The second part of the issue is, I think, both more abstract and more crucial (in my opinion): the field has long since radically shifted its focus away from that boy's own pulp mode; with the New Wave, the feminist SF of the 70s, and everything since, the field has broadened its aims and its target audience to the point where it's really a different creature entirely. I'm not even sure it's strictly speaking a genre anymore. We partly acknowledge that with the term speculative fiction but I don't think we've gone far enough in recognising the changes; we're still tied to that brand image. Personally, I'd rebrand the whole fucking field -- market it as indie fiction, critique it as strange fiction, try to totally reboot it in people's imaginations so that we think of it in a way that's not coloured by that male-orientation. This is, I freely admit, not even remotely practical, and beyond the scope of the specific problem of gender imbalance, but there's a part of me that thinks -- to use a programming metaphor -- we need to utterly redefine the system architecture rather than just tinker about with patches and fixes on the legacy code.

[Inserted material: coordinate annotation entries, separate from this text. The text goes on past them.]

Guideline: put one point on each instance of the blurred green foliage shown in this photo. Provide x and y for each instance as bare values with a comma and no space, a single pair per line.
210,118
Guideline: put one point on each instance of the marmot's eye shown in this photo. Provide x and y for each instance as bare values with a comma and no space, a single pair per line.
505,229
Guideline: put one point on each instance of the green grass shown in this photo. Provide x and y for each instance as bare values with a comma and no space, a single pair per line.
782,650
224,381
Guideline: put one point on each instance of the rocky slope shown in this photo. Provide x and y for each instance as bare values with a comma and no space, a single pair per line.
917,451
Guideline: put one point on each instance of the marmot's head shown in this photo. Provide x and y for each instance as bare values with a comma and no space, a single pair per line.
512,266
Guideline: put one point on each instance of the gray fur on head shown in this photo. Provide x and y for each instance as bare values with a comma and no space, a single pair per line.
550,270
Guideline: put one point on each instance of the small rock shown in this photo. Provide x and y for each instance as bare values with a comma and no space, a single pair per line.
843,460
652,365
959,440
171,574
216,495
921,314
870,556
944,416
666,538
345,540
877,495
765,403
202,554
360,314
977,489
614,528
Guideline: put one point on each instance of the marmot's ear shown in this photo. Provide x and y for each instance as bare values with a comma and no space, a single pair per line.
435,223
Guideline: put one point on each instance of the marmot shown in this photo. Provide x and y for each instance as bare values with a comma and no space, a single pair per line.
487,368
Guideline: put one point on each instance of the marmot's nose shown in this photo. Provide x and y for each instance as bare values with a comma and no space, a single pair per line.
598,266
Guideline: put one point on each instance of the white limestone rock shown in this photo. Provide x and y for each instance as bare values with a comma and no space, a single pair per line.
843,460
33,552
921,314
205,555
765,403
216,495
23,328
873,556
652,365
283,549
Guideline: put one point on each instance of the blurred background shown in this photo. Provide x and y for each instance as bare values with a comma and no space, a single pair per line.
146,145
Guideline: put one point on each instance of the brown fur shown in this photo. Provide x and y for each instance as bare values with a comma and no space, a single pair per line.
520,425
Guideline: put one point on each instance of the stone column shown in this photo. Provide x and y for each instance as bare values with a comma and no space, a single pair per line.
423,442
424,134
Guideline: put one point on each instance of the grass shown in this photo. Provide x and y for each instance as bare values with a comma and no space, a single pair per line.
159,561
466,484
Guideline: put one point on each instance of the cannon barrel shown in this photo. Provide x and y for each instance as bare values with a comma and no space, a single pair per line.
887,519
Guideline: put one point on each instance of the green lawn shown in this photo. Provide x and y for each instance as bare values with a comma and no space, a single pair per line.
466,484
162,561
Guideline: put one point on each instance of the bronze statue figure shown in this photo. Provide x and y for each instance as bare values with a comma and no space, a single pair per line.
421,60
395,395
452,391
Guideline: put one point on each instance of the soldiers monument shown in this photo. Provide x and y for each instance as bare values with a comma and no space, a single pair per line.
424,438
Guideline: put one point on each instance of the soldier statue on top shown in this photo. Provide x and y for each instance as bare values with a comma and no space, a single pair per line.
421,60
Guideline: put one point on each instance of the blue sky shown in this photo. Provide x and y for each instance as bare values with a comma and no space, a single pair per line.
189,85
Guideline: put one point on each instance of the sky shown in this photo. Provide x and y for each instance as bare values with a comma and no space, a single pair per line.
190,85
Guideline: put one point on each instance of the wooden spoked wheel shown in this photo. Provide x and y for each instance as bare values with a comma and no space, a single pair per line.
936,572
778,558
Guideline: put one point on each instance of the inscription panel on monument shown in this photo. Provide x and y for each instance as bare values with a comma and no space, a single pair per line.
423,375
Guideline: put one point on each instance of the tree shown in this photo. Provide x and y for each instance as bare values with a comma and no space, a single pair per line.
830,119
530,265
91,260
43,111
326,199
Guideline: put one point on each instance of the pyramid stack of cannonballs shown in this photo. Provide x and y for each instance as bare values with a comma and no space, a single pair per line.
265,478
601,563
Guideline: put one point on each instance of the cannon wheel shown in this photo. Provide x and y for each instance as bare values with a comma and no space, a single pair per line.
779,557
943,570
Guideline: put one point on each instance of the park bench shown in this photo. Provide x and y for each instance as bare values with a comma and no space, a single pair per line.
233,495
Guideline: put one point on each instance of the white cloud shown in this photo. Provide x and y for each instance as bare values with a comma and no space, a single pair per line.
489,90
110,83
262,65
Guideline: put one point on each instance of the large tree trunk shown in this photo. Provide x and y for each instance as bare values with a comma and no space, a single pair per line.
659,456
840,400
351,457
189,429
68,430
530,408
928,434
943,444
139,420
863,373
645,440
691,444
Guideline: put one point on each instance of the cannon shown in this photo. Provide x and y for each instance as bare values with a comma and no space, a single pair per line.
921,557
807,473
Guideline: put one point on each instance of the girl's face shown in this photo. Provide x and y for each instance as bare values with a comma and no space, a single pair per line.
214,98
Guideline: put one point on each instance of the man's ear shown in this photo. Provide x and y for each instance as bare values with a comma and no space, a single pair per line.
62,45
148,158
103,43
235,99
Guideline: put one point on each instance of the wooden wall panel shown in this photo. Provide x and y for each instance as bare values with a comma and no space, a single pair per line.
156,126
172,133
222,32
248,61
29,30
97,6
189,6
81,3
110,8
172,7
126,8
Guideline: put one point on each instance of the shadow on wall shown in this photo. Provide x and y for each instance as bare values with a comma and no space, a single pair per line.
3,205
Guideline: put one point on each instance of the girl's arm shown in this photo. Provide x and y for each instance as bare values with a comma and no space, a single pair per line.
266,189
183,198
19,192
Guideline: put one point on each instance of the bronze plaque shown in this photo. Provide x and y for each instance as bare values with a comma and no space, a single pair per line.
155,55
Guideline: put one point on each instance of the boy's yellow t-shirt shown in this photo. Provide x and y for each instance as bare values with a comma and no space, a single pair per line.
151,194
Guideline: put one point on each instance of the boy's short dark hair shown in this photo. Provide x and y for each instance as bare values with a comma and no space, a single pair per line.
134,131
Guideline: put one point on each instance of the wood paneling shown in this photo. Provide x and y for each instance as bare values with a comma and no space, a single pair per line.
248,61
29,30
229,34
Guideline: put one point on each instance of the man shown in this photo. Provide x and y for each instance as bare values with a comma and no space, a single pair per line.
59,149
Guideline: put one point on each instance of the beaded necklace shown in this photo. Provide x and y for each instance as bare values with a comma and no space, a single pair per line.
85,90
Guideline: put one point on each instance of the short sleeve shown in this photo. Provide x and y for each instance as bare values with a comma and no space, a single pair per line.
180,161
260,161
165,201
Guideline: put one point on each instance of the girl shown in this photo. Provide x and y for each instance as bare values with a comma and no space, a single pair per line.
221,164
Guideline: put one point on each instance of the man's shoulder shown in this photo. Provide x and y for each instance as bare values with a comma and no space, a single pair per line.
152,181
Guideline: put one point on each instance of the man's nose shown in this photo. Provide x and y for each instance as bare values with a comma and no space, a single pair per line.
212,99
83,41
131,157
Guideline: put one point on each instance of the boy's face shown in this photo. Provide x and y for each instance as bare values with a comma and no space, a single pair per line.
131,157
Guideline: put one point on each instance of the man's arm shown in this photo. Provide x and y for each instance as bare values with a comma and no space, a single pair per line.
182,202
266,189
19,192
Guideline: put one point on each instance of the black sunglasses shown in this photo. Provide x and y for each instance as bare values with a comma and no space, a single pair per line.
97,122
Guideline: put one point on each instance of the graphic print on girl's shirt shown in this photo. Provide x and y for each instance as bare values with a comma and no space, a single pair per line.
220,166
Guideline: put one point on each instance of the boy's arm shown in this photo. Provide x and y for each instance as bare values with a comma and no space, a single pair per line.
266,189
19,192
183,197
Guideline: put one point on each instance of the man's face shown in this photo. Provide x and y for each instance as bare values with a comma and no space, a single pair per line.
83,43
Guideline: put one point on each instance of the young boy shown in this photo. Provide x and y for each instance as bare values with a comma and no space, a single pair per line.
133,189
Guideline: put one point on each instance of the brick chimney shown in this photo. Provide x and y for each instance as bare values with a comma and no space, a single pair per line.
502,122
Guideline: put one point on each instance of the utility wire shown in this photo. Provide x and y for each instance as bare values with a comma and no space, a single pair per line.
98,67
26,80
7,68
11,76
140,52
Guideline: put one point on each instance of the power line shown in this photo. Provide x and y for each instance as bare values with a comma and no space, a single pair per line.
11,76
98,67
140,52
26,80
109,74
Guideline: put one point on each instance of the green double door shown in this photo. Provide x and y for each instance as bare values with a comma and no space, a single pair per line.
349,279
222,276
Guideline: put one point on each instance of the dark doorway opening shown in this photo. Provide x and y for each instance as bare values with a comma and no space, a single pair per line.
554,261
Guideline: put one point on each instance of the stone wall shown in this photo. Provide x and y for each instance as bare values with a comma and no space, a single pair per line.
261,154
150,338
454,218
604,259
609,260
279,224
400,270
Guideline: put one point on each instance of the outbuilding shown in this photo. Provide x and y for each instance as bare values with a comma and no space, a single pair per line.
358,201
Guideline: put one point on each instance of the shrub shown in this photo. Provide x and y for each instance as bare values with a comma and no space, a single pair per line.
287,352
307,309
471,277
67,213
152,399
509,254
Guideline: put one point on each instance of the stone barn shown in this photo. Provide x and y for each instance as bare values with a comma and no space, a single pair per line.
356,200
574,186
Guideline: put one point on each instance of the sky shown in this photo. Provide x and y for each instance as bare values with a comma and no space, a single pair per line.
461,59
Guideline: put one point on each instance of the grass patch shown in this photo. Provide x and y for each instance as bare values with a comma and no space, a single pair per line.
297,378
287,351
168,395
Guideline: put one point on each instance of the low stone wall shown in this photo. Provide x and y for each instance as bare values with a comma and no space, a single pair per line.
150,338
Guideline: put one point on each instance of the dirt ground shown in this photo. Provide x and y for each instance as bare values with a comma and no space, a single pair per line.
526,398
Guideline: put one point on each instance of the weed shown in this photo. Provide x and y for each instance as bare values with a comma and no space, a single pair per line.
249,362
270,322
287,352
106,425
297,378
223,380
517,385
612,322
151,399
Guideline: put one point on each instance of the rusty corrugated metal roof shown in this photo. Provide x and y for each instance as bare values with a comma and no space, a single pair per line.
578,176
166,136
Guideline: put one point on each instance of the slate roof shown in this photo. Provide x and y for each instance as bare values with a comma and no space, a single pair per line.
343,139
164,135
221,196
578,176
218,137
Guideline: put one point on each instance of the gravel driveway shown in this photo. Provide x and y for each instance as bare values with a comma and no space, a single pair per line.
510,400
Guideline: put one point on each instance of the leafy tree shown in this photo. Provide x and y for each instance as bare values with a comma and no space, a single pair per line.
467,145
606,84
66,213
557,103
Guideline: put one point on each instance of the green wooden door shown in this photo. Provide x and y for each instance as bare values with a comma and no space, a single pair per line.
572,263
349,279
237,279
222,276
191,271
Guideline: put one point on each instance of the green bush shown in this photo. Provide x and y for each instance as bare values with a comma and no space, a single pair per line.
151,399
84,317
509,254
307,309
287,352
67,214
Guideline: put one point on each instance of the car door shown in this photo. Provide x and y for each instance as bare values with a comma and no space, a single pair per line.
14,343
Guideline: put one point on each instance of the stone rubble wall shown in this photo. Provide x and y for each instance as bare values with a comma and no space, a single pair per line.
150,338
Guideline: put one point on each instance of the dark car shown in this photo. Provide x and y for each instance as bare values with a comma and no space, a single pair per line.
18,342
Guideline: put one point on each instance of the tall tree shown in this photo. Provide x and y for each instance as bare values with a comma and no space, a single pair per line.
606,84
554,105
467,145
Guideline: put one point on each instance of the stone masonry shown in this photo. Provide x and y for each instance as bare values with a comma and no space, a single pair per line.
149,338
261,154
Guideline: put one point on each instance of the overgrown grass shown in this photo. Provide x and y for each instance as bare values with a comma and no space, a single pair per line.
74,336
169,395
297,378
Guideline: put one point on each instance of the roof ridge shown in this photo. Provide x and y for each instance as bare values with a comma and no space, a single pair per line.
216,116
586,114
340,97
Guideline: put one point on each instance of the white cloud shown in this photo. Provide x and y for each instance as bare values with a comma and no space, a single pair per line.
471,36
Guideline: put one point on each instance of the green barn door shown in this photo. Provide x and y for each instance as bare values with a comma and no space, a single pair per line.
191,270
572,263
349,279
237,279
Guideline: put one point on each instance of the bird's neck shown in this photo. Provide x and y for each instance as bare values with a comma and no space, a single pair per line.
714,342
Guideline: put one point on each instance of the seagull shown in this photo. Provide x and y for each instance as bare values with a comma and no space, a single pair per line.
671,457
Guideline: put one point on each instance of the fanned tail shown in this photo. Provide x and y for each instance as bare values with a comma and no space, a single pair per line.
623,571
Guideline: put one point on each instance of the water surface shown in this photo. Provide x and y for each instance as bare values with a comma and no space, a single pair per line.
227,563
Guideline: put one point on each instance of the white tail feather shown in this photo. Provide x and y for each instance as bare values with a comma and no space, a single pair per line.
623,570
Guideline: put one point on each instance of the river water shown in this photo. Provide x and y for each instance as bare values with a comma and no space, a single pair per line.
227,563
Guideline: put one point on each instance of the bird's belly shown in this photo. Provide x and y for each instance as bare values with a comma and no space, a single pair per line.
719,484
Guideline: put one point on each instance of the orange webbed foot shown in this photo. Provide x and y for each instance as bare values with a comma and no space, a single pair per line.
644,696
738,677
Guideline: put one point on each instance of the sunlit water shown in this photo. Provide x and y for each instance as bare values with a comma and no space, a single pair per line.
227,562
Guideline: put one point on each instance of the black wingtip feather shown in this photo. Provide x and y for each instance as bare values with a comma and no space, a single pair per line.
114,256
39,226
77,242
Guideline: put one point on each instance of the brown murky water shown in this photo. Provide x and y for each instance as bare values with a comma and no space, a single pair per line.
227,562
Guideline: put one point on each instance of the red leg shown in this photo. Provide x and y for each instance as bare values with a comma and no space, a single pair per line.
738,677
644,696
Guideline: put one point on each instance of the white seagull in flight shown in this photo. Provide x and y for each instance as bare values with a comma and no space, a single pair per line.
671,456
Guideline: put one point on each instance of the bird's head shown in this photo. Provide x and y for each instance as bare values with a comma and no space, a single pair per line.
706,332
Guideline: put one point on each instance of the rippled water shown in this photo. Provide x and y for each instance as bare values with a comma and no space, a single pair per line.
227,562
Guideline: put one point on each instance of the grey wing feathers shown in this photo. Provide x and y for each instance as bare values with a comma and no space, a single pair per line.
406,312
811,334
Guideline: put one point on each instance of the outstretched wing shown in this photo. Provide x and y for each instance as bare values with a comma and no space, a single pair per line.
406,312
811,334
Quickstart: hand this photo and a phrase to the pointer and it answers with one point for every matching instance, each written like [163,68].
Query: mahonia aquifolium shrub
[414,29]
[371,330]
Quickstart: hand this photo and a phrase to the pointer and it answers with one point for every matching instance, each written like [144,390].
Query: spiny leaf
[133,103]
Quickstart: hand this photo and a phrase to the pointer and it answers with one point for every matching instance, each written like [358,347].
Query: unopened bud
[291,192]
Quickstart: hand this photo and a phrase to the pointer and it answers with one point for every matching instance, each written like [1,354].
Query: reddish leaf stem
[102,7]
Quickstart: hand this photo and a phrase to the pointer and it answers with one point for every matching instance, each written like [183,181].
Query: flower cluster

This goes back to the question of what is happening in SF? As an old timer, I am reluctant to give up SF as a category. But the younger writers may be right that the category has sort of exploded itself.

1 Comments:

Blogger robert said...

It seems like this idea of 'exploding' the genre comes up periodically. You can go back to the late '80's and early '90's and Marleen Barr makes the argument with her work. I'm sure it appeared in the comments of the new wave, and you can even go back to Robert Heinlein for a similar thought with his concept of 'speculative fiction.' Personally, I think there is much valuable as their is problematic in the history of the genre, and it has its utopian dimensions as well as its deep flaws.